A roundup of the top news stories in information security this week, including security updates issued by Microsoft, Adobe and Google, a new vocabulary framework released by NIST, and a study that points to women in infosec feeling empowered in their roles.
Security Researcher Pleads Not Guilty to Kronos Trojan Charges
Marcus Hutchins, the security researcher, arrested at the Las Vegas airport following the Black Hat and DEF CON conference for his alleged ties to the Kronos banking Trojan, has pleaded not guilty. His bail was set to $30,000, but Hutchins had to spend the weekend in jail since his payment couldn’t be made before the clerk’s office closed on Friday. Following his release on Monday, Hutchins will remain in the U.S. with GPS monitoring and face a six-count federal indictment in Wisconsin.
UK Issues Cybersecurity Guidelines for Smart Cars
The British government has issued a new set of guidelines designed to ensure that automakers pay attention to cybersecurity. According to UK Transport Minister Lord Callahan, the goal is to provide “all parties involved in the manufacturing and supply chain … with a consistent set of guidelines.” Comprised of eight basic principles, the guidelines may prompt the U.S. to take a similar action.
BUG BOUNTY REWARD
Teenager Scores $10k for Google Vulnerability
A high school student has earned $10,000 for discovering a vulnerability that if exploited could have allowed an attacker to access an internal Google website and ultimately obtain sensitive data. Ezequiel Pereira, who aspires to be a cybersecurity researcher, came across the bug when he was toying around with some Google services, such as the company’s popular Burp Suite vulnerability scanner.
Survey: Women in Security Feel Empowered
A new survey of female security professionals indicates that many feel empowered in their jobs. Titled “Women in Cybersecurity: A Progressive Movement,” respondents in the study, shared that they consider themselves valuable members of the team. When asked what excites them most about working in the cybersecurity industry, 73% cited that they enjoyed solving complex problems the most.
Class Action Lawsuit Alleges Disney Tracks Children Via Apps
A class action lawsuit brought against the Walt Disney Company claims that the company’s apps fail to safeguard children’s information. Filed on Thursday in the San Francisco/Oakland division of the U.S. District Court, the suit claims the company and Upsight, an analytics and marketing platform for mobile apps, violated the FTC’s Children’s Online Privacy Protection Act (COPPA).
New Cybersecurity Definition Guidance Released by NIST
To provide enterprises with a common vocabulary to describe cybersecurity work by category, specialty area, and work role, NIST has released the National Initiative for Cybersecurity Education (NICE) Cybersecurity Workforce Framework. According to the report, “The NICE Framework supports consistent organizational and sector communication for cybersecurity education, training, and workforce development.”
Microsoft Addresses 48 Flaws in August Patch Tuesday Release
It’s every security manager’s favorite time of the month as Microsoft has once again released their latest security update. In this month’s edition of Patch Tuesday, the computing giant as issued fixes for 48 security issues in six of its main product categories. Only three of the vulnerabilities became public before they were patched, but Microsoft did not detect any of them being leveraged by attackers before their fix.
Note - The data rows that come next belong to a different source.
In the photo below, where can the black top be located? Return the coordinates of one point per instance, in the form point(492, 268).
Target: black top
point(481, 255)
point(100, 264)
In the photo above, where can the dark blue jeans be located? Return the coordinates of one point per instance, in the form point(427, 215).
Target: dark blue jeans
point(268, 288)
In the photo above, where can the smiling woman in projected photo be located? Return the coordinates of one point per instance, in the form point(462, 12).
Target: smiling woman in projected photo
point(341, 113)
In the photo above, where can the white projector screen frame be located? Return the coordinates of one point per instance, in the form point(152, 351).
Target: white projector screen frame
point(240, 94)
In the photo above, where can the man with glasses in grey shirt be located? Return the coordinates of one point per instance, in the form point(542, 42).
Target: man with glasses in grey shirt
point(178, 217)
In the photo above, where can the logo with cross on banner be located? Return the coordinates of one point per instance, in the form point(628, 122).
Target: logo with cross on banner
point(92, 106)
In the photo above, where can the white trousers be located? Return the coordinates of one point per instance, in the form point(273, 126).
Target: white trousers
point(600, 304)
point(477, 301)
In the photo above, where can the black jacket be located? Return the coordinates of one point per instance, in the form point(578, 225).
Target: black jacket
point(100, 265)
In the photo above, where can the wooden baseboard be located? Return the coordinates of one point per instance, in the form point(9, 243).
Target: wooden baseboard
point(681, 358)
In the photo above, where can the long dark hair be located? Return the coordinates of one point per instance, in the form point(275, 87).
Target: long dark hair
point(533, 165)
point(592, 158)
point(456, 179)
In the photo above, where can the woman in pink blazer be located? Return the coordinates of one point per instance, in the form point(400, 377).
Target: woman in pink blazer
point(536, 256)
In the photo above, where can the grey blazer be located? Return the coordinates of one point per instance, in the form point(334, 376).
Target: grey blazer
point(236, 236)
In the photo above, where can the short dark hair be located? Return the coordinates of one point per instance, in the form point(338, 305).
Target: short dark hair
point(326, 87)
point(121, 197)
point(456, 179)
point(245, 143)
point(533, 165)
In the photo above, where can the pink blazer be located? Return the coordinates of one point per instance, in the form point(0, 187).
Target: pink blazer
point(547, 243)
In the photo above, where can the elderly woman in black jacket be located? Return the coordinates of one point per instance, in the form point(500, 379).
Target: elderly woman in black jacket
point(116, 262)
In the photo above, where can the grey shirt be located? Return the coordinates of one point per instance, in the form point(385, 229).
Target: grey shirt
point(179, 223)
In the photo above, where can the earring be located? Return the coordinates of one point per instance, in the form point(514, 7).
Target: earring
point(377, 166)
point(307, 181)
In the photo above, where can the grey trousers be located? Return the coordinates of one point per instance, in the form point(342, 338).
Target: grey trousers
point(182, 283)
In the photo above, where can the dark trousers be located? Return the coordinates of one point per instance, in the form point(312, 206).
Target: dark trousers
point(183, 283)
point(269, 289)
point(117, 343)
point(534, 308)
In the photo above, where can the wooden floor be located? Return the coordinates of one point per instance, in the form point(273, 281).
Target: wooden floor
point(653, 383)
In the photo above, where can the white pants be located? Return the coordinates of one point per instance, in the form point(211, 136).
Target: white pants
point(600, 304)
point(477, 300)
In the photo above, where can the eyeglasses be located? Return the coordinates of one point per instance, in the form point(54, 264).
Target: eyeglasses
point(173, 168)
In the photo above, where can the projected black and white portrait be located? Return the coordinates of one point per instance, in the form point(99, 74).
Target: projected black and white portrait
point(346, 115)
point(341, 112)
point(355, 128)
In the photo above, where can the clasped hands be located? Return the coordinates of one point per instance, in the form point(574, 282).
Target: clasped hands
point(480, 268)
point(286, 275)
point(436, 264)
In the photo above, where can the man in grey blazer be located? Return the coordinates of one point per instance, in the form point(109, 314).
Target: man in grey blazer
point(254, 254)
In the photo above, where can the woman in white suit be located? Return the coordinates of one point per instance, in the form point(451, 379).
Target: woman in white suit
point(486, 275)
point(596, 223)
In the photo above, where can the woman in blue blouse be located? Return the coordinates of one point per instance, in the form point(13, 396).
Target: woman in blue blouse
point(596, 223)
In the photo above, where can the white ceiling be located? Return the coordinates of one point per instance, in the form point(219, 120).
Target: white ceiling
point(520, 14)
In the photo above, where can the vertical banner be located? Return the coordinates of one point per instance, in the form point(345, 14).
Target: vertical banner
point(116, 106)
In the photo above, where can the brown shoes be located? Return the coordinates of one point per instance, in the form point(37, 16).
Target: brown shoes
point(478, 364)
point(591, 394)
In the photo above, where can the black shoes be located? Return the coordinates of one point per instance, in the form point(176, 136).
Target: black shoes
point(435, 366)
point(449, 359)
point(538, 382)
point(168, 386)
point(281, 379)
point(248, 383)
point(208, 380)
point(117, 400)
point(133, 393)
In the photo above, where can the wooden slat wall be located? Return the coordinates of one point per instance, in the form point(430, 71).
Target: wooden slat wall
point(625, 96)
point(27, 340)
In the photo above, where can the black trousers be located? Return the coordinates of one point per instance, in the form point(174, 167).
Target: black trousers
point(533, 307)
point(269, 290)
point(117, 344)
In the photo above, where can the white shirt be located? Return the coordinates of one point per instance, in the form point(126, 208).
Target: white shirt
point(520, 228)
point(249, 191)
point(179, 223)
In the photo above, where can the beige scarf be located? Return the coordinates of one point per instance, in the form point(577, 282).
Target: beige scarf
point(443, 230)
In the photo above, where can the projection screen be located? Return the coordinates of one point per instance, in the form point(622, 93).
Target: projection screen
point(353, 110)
Google Fixes 10 Critical Bugs in Android Update
In its latest Android security update, Google has addressed 10 critical remote code executive vulnerabilities. The security bulletin also highlights a number of flaws that received a “High” severity rating, in addition to two “Moderate” vulnerabilities that were addressed. According to the security bulletin, the most critical security vulnerability is located in the media framework.
Firefox Update Features 3 Fixes for Critical Bugs
The latest security update issued by Mozilla addresses a total of 29 vulnerabilities in its popular Firefox browser. Of the flaws patched by the company, three were given a critical rating. If triggered, one of the critical bugs could have caused the browser to crash, which would then allow an attacker to execute arbitrary code. The other two critical bugs were use-after-free flaws that could have resulted in exploitable crashes.
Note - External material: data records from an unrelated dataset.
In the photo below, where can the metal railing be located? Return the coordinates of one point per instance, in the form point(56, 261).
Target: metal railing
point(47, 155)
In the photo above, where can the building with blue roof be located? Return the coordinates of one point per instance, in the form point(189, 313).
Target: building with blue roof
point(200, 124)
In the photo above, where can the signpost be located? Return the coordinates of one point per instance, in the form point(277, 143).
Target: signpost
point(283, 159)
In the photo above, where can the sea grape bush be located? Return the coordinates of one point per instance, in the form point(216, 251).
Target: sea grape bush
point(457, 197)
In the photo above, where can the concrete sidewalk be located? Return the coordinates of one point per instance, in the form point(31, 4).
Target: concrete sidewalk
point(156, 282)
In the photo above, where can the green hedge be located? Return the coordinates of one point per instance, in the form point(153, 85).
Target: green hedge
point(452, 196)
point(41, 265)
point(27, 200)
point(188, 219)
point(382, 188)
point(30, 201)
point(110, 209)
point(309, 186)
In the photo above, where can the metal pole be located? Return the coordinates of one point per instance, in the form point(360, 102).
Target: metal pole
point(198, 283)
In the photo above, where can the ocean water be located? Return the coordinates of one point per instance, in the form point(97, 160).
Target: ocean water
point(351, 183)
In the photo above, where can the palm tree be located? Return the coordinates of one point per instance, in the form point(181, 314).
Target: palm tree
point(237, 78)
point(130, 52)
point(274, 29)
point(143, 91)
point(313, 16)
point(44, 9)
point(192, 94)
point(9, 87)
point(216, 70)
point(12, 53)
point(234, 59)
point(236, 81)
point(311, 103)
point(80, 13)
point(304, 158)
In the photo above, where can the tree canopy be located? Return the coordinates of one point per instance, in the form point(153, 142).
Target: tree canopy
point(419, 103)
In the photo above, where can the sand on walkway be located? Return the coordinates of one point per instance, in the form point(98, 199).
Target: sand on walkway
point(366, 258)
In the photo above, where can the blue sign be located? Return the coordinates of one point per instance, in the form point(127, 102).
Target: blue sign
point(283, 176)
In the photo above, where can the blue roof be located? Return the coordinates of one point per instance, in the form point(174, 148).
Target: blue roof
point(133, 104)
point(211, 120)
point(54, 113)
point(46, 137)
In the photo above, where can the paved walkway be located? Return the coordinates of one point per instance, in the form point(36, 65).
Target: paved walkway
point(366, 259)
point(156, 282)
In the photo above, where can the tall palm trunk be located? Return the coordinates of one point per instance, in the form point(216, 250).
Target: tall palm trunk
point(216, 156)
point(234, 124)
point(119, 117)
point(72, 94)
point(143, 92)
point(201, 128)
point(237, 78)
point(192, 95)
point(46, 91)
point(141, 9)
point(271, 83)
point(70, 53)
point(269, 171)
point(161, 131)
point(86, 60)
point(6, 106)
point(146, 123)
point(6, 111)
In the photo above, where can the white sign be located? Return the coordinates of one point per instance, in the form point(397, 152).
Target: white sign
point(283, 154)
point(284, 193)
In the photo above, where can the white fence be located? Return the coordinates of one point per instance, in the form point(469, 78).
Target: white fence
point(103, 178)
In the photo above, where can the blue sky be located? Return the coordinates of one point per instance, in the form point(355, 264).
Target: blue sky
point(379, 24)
“Secret” Bug Bounty Features a $250K Top Prize
Bugcrowd is recruiting for a “secret” customer program that’s giving whitehats the ability to win a top reward of $250,000. While rewards of this amount are typically offered by the Googles and Microsofts of the world, this private program is considered a trending “hybrid approach” that more organizations seem to be taking, according to Bugcrowd. This invite-only program is intended for researchers with virtualization experience as the top prize will be paid out for flaws resulting in code execution in a virtualization platform.